5. Forgotten setTimeout Chains

// This creates a chain that never ends:
function poll() {
checkDatabase();
setTimeout(poll, 1000); // schedules itself forever
}
poll();
// And it captures everything in the poll() scope

Diagnostic Tools

node --inspect: Enable Chrome DevTools for a running Node.js process. Memory profiler, heap snapshots, CPU profiles all available.

node --expose-gc: Exposes global.gc() in your code. Call it before taking snapshots to force a GC cycle, making the leak signal cleaner.

process.memoryUsage(): Quick programmatic check:

setInterval(() => {
const { heapUsed, heapTotal, rss, external } = process.memoryUsage();
console.log(JSON.stringify({ heapUsed, heapTotal, rss, external }));
}, 60_000);

clinic heapprofiler: From the Clinic.js toolchain. Profiles heap allocations over time, identifies allocation sites.

--max-old-space-size: Set heap limit explicitly.
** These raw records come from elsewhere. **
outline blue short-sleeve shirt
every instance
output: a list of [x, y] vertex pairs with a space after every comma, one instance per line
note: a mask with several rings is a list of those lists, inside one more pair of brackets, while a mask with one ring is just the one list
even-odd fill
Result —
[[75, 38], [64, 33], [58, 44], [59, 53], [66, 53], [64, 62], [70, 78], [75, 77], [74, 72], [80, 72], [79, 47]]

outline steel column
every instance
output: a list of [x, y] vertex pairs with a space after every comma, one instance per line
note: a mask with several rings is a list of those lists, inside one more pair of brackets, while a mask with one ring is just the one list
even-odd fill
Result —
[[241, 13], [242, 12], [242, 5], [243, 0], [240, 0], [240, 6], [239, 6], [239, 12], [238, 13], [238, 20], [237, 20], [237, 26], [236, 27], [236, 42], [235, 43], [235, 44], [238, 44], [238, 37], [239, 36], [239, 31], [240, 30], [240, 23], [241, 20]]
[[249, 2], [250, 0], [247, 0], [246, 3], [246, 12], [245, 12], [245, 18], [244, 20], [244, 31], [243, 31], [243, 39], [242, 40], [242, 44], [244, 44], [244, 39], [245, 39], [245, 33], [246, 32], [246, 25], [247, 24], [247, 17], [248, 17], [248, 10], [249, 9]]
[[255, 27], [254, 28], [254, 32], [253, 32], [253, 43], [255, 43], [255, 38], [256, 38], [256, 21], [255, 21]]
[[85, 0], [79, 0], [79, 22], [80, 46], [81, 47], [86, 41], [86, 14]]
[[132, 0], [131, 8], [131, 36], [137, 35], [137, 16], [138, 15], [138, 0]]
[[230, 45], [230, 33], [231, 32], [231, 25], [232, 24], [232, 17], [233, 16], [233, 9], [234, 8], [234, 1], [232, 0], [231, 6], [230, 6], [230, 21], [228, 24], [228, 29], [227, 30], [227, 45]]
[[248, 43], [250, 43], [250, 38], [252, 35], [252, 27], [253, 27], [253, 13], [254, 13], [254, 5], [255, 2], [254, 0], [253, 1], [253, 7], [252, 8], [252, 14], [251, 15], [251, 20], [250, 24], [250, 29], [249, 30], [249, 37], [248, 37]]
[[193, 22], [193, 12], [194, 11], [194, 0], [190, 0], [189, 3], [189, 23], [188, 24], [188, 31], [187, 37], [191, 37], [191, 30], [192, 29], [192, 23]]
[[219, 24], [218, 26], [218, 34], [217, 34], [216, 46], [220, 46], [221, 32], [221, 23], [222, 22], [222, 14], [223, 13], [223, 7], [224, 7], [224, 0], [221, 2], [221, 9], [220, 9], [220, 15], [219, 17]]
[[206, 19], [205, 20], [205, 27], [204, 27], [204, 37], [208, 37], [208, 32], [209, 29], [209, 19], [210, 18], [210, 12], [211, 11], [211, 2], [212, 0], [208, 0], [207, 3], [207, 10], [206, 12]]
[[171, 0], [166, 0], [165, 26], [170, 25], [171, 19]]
Faster crashes = faster feedback loop during debugging:

Terminal window
node --max-old-space-size=512 server.js # Crash at 512MB instead of OOM

The Post-Mortem

In retrospect, the leak had three contributing factors:

  1. Code review missed it: The original PR showed requestCache.set(idempotencyKey, result) — looks fine in isolation. The problem was in processTransaction’s return value structure, reviewed separately.

  2. No memory monitoring: We had CPU and HTTP metrics but no heap usage alerting. Added heapUsed/heapTotal > 80% → PagerDuty alert.

  3. No cache TTL discipline: “We’ll add expiration later” is how every unbounded cache starts. Now all caches require a TTL and max as non-optional constructor parameters in our coding standards.

Memory leaks are almost always a retention problem — something that should be released is being kept alive by an unexpected reference. The tools exist to find them. The hard part is building the habit of looking before the 3 AM alert fires.